In this paper, we study the tagSNP selection problem on multiple populations using the pairwise r(2) linkage disequilibrium criterion. We propose a novel combinatorial optimization model for the tagSNP selection problem, called the minimum common tagSNP selection (MCTS) problem, and present efficient solutions for MCTS. Our approach consists of three main steps including (i) partitioning the SNP markers into small disjoint components, (ii) applying some data reduction rules to simplify the problem, and (iii) applying either a fast greedy algorithm or a Lagrangian relaxation algorithm to solve the remaining (general) MCTS. These algorithms also provide lower bounds on tagging (i.e. the minimum number of tagSNPs needed).
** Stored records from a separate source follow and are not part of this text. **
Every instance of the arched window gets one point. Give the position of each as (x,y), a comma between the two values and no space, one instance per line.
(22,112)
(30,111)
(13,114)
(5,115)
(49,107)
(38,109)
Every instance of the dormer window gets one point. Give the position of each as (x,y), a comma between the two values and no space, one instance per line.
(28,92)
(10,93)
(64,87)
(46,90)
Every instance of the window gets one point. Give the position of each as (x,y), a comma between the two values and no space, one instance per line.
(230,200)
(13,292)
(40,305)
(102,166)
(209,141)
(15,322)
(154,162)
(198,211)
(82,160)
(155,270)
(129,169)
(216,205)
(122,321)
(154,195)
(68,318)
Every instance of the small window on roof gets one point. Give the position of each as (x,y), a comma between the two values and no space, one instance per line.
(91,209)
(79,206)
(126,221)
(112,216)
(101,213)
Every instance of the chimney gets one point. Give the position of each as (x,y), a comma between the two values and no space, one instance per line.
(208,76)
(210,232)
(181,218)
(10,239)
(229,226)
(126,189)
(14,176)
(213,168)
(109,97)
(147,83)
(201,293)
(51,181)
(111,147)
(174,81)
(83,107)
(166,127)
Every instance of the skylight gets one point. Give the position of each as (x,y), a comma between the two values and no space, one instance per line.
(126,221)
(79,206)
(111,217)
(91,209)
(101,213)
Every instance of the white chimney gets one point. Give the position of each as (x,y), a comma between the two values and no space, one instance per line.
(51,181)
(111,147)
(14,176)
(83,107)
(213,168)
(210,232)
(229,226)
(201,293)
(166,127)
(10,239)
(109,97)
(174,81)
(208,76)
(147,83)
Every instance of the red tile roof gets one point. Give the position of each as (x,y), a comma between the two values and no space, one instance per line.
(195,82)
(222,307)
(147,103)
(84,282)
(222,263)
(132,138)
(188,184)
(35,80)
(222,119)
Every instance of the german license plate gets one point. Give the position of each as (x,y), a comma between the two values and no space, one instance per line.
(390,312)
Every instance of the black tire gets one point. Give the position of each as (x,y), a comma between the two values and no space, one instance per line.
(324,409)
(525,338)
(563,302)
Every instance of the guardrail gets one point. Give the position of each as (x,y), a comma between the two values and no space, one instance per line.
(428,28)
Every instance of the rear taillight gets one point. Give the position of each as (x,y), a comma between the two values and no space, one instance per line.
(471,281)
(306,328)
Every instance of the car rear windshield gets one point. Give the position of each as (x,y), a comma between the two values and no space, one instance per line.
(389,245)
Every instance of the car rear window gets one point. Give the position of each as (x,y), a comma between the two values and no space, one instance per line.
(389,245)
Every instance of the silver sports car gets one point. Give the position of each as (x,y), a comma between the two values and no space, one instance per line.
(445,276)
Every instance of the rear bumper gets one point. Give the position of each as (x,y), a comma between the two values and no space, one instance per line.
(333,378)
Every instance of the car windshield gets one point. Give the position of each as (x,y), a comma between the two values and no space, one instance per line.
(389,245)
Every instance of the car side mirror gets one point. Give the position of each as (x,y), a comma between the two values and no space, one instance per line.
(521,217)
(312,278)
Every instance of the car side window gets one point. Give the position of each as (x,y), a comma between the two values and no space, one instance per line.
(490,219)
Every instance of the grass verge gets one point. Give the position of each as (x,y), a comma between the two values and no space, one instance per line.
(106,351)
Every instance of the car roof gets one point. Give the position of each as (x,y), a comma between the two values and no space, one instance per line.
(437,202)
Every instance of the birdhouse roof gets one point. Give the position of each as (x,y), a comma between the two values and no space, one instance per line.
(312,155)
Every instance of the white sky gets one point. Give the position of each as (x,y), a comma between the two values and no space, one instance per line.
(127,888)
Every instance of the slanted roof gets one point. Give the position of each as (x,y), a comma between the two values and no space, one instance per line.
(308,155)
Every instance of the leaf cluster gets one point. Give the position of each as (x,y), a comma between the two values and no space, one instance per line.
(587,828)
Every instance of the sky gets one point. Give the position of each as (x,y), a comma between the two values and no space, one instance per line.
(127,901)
The lower bounds allow us to evaluate how far our solution is from the optimum. To the best of our knowledge, it is the first time tagging lower bounds are discussed in the literature. We assess the performance of our algorithms on real HapMap data for genome-wide tagging. The experiments demonstrate that our algorithms run 3 to 4 orders of magnitude faster than the existing single-population tagging programs like FESTA, LD-Select and the multiple-population tagging method MultiPop-TagSelect. Our method also greatly reduces the required tagSNPs compared to LD-Select on a single population and MultiPop-TagSelect on multiple populations. Moreover, the numbers of tagSNPs selected by our algorithms are almost optimal since they are very close to the corresponding lower bounds obtained by our method.
基于连锁不平衡准则的全基因组标记snp选择算法。
本文利用配对r(2)连锁不平衡准则研究了多种群的标签snp选择问题。针对标签snp选择问题,我们提出了一种新的组合优化模型,称为最小共同标签snp选择(MCTS)问题,并给出了MCTS的有效解决方案。我们的方法包括三个主要步骤,包括(i)将SNP标记划分为小的不连接的组件,(ii)应用一些数据约简规则来简化问题,以及(iii)应用快速贪婪算法或拉格朗日松弛算法来解决剩余的(一般)MCTS。这些算法还提供了标签的下限(即所需的标签snp的最小数量)。下界允许我们计算解离最优解的距离。据我们所知,这是文献中第一次讨论标注下界。我们评估了我们的算法在全基因组标记的真实HapMap数据上的性能。实验表明,我们的算法运行速度比现有的单种群标记程序(如FESTA, LD-Select和多种群标记方法MultiPop-TagSelect)快3到4个数量级。与单种群的LD-Select和多种群的MultiPop-TagSelect相比,我们的方法也大大减少了所需的tagsnp。此外,我们的算法选择的标签snp数量几乎是最优的,因为它们非常接近我们的方法得到的相应下界。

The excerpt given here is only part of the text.